Her face still had shown no emotion, and that probably scared the mage more than anything. She said to him, “I am going to ask you a few questions.”

“I won’t talk. There are others of us who are coming.”

She sat in the chair where he had. “Well, there were three of you here in Andover. Now there is you.”

That statement got his attention. For the first time, I saw fear.

She crossed one knee over the other as she sat at apparent ease. “Without my help, you will die soon. When that happens, I will call down that great beast of a dragon I control, and just like I did at Mercia, I will have it flatten this house, and you along with it. Did you watch my dragon do that to Mercia? I stood beside the river as it did it.”

“Your dragon?”

“The lady in blue light called me the Dragon Queen.”

“No . . .”

“Listen, I don’t have all day. No, let me rephrase that. You do not have all day. Where are the other mages and what are their plans?”
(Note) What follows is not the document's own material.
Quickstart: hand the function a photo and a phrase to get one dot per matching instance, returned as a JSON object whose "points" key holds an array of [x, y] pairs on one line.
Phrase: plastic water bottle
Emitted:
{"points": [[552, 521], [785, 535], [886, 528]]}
Her casual attitude and cold tone even scared me. Blood still flowed freely from his chest as he slumped to his knees and then to the floor where he lay in a pool of his own blood. His face was sweating and pale. His hand tried to stem the blood as he looked from Kendra to me, then back again, disbelieving what he saw and heard.

She abruptly stood. “Have it your way. Damon, it’s time for us to go.”